Germany’s Aquila starts on Coimbra solar plant to power 21,000 homes

  • Lusa
  • 9 May 2023

The plant, wich is scheduled to operate in 2024, "will increase the green energy generation capacity in the municipality of Coimbra and will avoid the emission of a total of 57,000 tons of CO2".

A Aquila Clean Energy, a Germany-based multinational, starts the construction of a photovoltaic power plant in Coimbra, in central Portugal, with a capacity to generate annually more than 71 gigawatt hours (GWh) of clean energy, enough to supply some 21,000 homes.

The Solar Photovoltaic Plant of Barcos, located in the parish of Cernache, is to be built by Aquila Clean Energy, Aquila Capital’s renewable energy platform in Europe, which develops and operates renewable energy projects in the area of solar and wind power.

The plant, wich is scheduled to operate in 2024, “will increase the green energy generation capacity in the municipality of Coimbra and will avoid the emission of a total of 57,000 tons of CO2 every year, thanks to a production of 71 GWh of renewable energy per year,” the company said in a statement sent to Lusa.

“Our ambition is to play a key role in Portugal’s energy transition and accelerate the decarbonisation of the economy in a sustainable way,” the statement quotes Manuel Fonseca e Silva, Aquila Clean Energy’s head of development and construction in Portugal, as saying. “Therefore, this project is a new step in creating this positive environmental and social impact that we want to have in the regions where we operate.”
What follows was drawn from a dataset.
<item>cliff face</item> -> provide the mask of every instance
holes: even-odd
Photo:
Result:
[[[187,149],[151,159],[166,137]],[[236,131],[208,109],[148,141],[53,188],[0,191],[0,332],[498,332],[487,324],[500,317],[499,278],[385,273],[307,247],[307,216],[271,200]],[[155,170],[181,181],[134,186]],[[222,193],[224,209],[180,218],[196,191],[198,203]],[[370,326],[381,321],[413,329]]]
According to Fonseca e Silva, the company’s mission at the Barcos plant “is composed of the preservation of biodiversity and local heritage, characteristics that distinguish the operation and naturally by the creation of green jobs that this new solar plant will drive.

“This project will also have a component of preservation of local heritage, through the conservation of existing shepherds’ shelters in the area of implementation of the plant, and intensive monitoring of existing biodiversity will be guaranteed, seeking in this way to reduce the impact of this structure,” it adds.

Aquila Clean Energy currently manages a portfolio in Portugal with total capacity of around 900 megawatts (MW), in photovoltaic solar energy projects, “both in the development phase and already in operation.”

The company develops, builds and operates solar, wind and hydroelectric power plants and is also involved in energy storage equipment.

Later this year, it plans to start construction of five more solar plants in Portugal, with a combined capacity of 330 MW.